+0
Hello

I'm worried about the usage of "only if" and "if only".

Suppose a situation:
I want to live in Paris.
What I feel as the only one barrier to do so is the lack of French speaking skills.

Which sentence will be more appropriate to this situation?
[1] Only if I could speak French, I could live in Paris.
[2] If only I could speak French, I could live in Paris.

Is there any other good phrase to fit this situation?

paco
1 2 3 4
Comments  
Hi, Paco,
In this case I would use sentence [2]. It suggests wishfull thinking - I wish I could speak French, then I could live in Paris.
Sentence [1] means that you can only live in Paris if you speak French, which is hardly the case.
Cheers!
Hello Miche

Thank you so much. I asked this because I had a three-day dispute with a Japanese guy over this matter. He insists it should be "only if", although I have repeatedly said to him that "only if" is used to state a unique condition to get some event realized. Anyway, your answer clarified the cloud that had annoyed me.

paco
Students: Are you brave enough to let our tutors analyse your pronunciation?
Only if I could speak French could I live in Paris. [pure logic - from the viewpoint of the speaker, that is - Miche mentions this aspect of it]
If only I could speak French, I could live in Paris. [desire to learn French, disappointment at not being able to speak it]

The first seems to me the one you want for the situation you describe in your post.

CJ
one barrier to do so


Now that I read your note, CalifJim, I see you are right. What Paco means is in the first sentence. It just didn't seem logical to me.
Hello CJ and Miche

Reading your comments, I'm getting confused again. I know "only if ..." is a phrase used when the speaker wants to state something in a way very logical (I had often come across it in math textbooks). And because of this, I feel oddness in "only if" when it is used in a 2nd conditional sentence, i.e., "only if ... could, ... could ...".

By the way, CJ, is the inversion obligatory when "only if" is fronted?

paco
Students: We have free audio pronunciation exercises.
In my idiolect, the inversion is obligatory. There just may be speakers who accept it without the inversion.

Both your sentences are "Second Conditional", so I'm not following the rest of the question very well.

"could" neutralizes the difference between "were able to" and "would be able to". Is that bothering you?

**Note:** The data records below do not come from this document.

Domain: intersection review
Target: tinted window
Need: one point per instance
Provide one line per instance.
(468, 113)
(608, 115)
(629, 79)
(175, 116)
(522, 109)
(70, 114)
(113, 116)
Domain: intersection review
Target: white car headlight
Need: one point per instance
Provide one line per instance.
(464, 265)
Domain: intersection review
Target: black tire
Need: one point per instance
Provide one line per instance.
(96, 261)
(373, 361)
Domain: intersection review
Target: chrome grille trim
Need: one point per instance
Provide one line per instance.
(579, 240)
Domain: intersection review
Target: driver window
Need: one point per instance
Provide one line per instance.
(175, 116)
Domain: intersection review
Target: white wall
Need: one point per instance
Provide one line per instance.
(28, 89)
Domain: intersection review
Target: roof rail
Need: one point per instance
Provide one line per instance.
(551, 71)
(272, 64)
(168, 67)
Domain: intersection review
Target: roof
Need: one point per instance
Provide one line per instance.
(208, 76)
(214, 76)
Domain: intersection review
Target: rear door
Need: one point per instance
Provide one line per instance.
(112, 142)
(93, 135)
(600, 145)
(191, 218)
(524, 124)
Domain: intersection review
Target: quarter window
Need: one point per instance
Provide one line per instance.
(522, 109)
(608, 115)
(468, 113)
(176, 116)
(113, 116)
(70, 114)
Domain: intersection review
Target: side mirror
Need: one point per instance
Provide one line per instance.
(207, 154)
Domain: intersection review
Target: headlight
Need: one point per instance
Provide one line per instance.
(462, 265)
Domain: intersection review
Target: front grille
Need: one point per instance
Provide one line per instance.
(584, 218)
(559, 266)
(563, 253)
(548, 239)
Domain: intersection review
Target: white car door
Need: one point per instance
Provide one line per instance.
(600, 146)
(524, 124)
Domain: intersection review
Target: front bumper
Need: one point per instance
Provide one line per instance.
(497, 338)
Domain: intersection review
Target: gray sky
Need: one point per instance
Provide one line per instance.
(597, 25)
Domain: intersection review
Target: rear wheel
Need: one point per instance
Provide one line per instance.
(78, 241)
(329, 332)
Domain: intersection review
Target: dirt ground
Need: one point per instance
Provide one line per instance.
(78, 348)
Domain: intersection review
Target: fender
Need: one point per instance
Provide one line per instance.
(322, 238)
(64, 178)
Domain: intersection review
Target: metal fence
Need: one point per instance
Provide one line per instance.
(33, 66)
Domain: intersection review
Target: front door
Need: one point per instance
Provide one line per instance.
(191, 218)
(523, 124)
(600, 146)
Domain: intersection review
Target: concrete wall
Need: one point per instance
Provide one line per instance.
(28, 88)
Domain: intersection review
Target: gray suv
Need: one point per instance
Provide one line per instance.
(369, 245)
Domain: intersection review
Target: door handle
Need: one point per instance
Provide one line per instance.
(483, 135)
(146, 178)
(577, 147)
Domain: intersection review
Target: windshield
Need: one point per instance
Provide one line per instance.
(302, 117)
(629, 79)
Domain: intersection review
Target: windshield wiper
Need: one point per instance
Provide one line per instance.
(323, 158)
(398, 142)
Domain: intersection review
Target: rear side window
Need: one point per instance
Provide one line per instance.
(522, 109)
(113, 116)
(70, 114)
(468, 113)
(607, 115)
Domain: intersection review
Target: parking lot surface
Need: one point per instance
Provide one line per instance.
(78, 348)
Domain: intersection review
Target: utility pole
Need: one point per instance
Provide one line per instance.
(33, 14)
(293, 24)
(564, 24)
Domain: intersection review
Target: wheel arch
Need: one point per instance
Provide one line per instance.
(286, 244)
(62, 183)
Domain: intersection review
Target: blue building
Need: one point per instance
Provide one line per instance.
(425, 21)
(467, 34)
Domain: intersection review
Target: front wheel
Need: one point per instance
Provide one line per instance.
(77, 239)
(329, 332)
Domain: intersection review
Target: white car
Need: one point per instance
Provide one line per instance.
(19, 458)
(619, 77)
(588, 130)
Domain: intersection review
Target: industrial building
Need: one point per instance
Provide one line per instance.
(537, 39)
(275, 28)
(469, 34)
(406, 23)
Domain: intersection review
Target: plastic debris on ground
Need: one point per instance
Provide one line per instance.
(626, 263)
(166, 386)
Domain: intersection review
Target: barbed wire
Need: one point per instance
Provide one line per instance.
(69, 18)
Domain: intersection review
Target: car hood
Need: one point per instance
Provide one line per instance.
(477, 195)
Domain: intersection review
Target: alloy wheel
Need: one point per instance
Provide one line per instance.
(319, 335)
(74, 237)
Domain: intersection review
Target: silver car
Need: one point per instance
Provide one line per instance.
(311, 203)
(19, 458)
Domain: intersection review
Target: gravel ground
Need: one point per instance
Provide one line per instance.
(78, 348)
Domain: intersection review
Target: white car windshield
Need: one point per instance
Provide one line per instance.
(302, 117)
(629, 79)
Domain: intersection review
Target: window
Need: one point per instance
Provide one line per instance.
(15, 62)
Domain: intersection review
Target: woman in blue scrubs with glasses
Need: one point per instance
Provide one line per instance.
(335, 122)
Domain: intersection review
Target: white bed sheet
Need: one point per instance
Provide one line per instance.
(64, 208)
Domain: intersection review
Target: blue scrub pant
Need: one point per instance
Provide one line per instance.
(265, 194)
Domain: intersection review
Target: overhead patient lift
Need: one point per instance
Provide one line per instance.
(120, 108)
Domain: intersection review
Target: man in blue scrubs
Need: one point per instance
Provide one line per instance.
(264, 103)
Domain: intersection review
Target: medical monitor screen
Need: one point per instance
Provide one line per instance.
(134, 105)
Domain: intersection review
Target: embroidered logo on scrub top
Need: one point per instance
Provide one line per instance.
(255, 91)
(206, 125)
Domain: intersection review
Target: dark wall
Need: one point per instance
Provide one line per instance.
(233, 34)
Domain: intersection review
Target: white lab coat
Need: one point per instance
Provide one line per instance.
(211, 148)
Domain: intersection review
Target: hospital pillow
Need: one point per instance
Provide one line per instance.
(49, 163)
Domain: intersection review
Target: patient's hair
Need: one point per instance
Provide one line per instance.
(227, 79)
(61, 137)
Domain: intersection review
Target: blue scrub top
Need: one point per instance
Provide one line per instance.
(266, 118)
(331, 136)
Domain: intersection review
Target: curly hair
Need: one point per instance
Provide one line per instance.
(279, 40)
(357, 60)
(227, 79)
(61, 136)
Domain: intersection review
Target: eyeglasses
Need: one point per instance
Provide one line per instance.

[1] Only if I could speak French could I live in Paris.
[2] If only I could speak French, I could live in Paris.

Only if I were able to speak French would I be able to live in Paris.
If only I were able to speak French, I would be able to live in Paris.

Of the two, only the first expresses the idea in such a way that certain logical transformations can be applied. The first, therefore, is equivalent to: If I could not speak French, then I could not live in Paris. The second is not a matter of logic, but a rhetorical device. It is to be said with a very longing tone of voice and almost whining on the word "only". Woe is me! Poor me! If ONLY I could speak French, my life would be so much better. If ONLY I could speak French, my worries would be over. Because then I could live in Paris. -- I hear this as an intensified form of "If I could speak French (and I can't, poor me), I could live in Paris."

CJ
----------------------------Hope this helps............

[1] Only if I could speak French, I could live in Paris.

This one is more like a statement of fact. Only if the condition is met (speak French) would the RESULT (live in Paris) possibly happen.

[2] If only I could speak French, I could live in Paris.

This is a longing (a desire) to acquire the condition(speak French) in order to have the RESULT of living in Paris.
Hello CJ

Thank you for the reply.

Frankly I'm still confused. I take "if only I could speak French" as "if merely/just I could speak French", that is, "only" modifies "could speak French". On the other hand, "only" in "only if I could speak French" modifies "if". That is, I suppose, it is saying that the sole condition to attain at the goal of "living in Paris" is "being able to speak French". I'm wondering if one could use subjunctive mood in such a clear logical statement. OED contains 155 quotes using "only if" and all of them except one are using indicative mood in the only if clause.